Ignazio Cutrò è un imprenditore di Bivona (Sicilia, zona di Agrigento) che ha denunciato con forza e coraggio per la prima volta la Mafia nel 1999, quando si è recato dalle forze dell’ordine perché persone ignote gli avevano bruciato una pala meccanica. Ha messo in gioco la sua vita e quella della sua famiglia, nonostante minacce e intimidazioni.
Nel 2006 è diventato testimone di giustizia e presidente dell’Associazione Nazionale Testimoni di Giustizia. La sua è una battaglia personale contro la Mafia, ma si batte anche per i diritti di chi è un confidente di giustizia, quelli che i mafiosi chiamano “infami”, perché rivelano i loro loschi traffici.

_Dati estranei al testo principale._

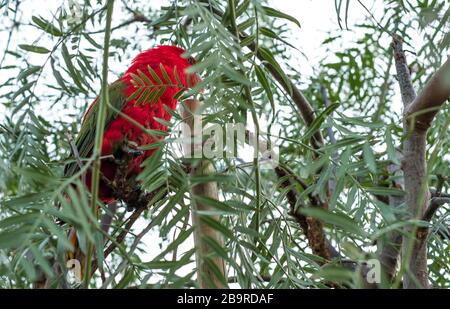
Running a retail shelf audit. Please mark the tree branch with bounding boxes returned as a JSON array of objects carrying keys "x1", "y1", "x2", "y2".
[
  {"x1": 406, "y1": 59, "x2": 450, "y2": 131},
  {"x1": 392, "y1": 35, "x2": 430, "y2": 288},
  {"x1": 182, "y1": 100, "x2": 227, "y2": 288}
]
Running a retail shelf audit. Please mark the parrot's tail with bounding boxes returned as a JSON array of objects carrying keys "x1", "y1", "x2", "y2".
[
  {"x1": 66, "y1": 226, "x2": 86, "y2": 283},
  {"x1": 66, "y1": 199, "x2": 117, "y2": 283}
]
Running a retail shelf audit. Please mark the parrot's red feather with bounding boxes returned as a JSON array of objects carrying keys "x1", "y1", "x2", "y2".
[{"x1": 86, "y1": 46, "x2": 199, "y2": 202}]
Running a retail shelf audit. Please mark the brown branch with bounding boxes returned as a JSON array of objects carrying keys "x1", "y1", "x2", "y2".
[
  {"x1": 182, "y1": 100, "x2": 227, "y2": 288},
  {"x1": 392, "y1": 36, "x2": 430, "y2": 288},
  {"x1": 422, "y1": 197, "x2": 450, "y2": 222},
  {"x1": 379, "y1": 160, "x2": 405, "y2": 281},
  {"x1": 406, "y1": 59, "x2": 450, "y2": 131}
]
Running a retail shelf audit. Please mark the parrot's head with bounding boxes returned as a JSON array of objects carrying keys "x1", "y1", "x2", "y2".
[{"x1": 127, "y1": 45, "x2": 201, "y2": 88}]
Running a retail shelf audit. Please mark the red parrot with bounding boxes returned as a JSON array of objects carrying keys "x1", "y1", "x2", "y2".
[{"x1": 65, "y1": 46, "x2": 200, "y2": 280}]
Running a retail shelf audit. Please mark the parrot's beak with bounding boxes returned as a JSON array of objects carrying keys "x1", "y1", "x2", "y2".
[{"x1": 189, "y1": 73, "x2": 205, "y2": 94}]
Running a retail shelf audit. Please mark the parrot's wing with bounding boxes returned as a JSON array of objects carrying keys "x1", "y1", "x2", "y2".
[{"x1": 64, "y1": 80, "x2": 127, "y2": 176}]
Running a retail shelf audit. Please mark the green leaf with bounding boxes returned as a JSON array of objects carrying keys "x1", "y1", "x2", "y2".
[
  {"x1": 255, "y1": 65, "x2": 275, "y2": 111},
  {"x1": 262, "y1": 6, "x2": 301, "y2": 27},
  {"x1": 384, "y1": 127, "x2": 400, "y2": 164},
  {"x1": 300, "y1": 207, "x2": 367, "y2": 236},
  {"x1": 61, "y1": 44, "x2": 86, "y2": 92},
  {"x1": 363, "y1": 141, "x2": 377, "y2": 173},
  {"x1": 19, "y1": 44, "x2": 50, "y2": 54},
  {"x1": 17, "y1": 66, "x2": 42, "y2": 79},
  {"x1": 31, "y1": 16, "x2": 63, "y2": 36},
  {"x1": 303, "y1": 103, "x2": 339, "y2": 142}
]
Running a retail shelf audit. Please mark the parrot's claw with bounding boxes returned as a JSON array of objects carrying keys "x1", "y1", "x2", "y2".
[{"x1": 122, "y1": 144, "x2": 144, "y2": 158}]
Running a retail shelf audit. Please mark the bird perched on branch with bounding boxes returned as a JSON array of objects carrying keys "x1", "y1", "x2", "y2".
[{"x1": 65, "y1": 46, "x2": 200, "y2": 280}]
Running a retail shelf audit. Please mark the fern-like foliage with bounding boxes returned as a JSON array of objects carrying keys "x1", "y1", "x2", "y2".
[{"x1": 128, "y1": 63, "x2": 187, "y2": 105}]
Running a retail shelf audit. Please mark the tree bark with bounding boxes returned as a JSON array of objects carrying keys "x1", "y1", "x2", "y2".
[
  {"x1": 392, "y1": 36, "x2": 450, "y2": 288},
  {"x1": 182, "y1": 100, "x2": 227, "y2": 289}
]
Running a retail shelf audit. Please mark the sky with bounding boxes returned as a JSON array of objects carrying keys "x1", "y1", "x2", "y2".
[{"x1": 0, "y1": 0, "x2": 412, "y2": 284}]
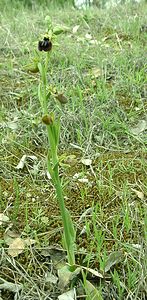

Nel 2017 ha rinunciato alla scorta personale perché lo Stato non ha più dato la stessa protezione alla sua famiglia. Gli hanno proposto di trasferirsi in un altro luogo segreto, ma si è rifiutato, perché pensa che lo Stato non protegge in modo adeguato i suoi cittadini. Lui vuole restare nella propria terra e, da quando ha rinunciato alla scorta, si definisce “un morto che cammina”. Ha scelto di proteggersi da solo, pur di non lasciare la propria terra.
Ammiro Ignazio e i suoi familiari perché potevano accettare la proposta dello Stato, rifarsi una vita, cambiare identità, ricominciare da un’altra parte, avere un nuovo inizio, ma lui è rimasto con orgoglio e coraggio.
Vuole vivere dove è nato, non si arrende (min. 3:18-4:00). Difende con i denti il suo diritto di rimanere nella sua terra perché dice: “non sono le persone oneste a dover essere portate via, ma i mafiosi”.
Penso che sia giusto quello che dice: lo Stato deve difendere i suoi cittadini.
Ignazio ci ricorda che lo Stato siamo anche noi, per questo chiede a tutti gli imprenditori e commercianti di denunciare, di non aver paura.
Anche noi ragazzi possiamo prenderci questo piccolo impegno raccontando quello che stiamo capendo con Schermi in classe.